In April, Temirov published another investigation into the business dealings of Tashiev’s son. That was followed by new charges: The state alleged that Temirov had illegally obtained a Kyrgyz passport 14 years ago, using forged or stolen documents, and therefore had been illegally crossing Kyrgyz borders.
Temirov was born in 1980 in Soviet Kyrgyzstan. His family migrated to Russia when he was a child and he carried a Soviet passport until 2001. He returned to Kyrgyzstan in 2006 and acquired a Kyrgyz passport in 2008. As one of Temirov’s lawyers told OCCRP: “Bolot Temirov was born on the territory of Soviet Kyrgyzstan and has an officially recorded birth, a birth certificate… Based on that alone, he is a citizen of the Kyrgyz Republic.” The canceling of a passport does not reflect the status of a person’s citizenship, but it may complicate traveling out the country.
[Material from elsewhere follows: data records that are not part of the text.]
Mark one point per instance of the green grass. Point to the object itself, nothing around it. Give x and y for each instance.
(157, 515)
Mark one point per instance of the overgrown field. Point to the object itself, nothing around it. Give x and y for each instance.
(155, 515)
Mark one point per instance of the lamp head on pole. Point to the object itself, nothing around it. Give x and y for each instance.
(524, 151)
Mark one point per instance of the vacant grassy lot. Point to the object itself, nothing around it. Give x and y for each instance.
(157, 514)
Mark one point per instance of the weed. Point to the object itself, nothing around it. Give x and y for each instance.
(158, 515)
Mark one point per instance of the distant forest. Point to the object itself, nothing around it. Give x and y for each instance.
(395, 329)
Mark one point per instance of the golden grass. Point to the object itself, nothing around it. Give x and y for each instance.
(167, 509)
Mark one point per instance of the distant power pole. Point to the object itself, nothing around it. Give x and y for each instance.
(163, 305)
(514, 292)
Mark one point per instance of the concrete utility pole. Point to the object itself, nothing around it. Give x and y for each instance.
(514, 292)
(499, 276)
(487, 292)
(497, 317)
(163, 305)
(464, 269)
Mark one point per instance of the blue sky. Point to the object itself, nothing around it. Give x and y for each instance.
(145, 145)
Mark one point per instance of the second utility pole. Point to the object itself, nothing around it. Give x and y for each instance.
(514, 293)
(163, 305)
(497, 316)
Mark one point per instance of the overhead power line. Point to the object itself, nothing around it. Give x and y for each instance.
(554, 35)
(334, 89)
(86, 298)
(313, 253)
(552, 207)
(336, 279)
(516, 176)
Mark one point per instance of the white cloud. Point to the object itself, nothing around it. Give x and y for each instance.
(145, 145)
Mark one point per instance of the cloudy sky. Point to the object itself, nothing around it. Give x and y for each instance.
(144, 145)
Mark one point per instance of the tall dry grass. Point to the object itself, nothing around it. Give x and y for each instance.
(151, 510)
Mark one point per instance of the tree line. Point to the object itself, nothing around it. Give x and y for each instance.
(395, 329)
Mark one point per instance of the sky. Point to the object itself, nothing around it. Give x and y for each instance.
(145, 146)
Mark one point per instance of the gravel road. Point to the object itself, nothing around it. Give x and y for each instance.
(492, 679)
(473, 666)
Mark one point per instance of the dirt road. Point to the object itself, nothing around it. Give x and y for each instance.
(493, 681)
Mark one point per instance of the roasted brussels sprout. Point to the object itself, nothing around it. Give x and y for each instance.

Preliminary hearings for Temirov — who faces four total criminal cases — and Nazarov began last week. According to 24.kg, the judge asked the media and Temirov’s supporters to leave the courtroom, preferring to hold the preliminary hearing behind closed doors. Additional hearings are scheduled for this week.
Back in November 2021, RFE/RL highlighted the joint work of Temirov and Nazarov in a short video. “Folk poets used to be the journalists of their time,” Nazarov says in the video, which Temirov follows by underscoring how the poet’s songs clarify complex issues.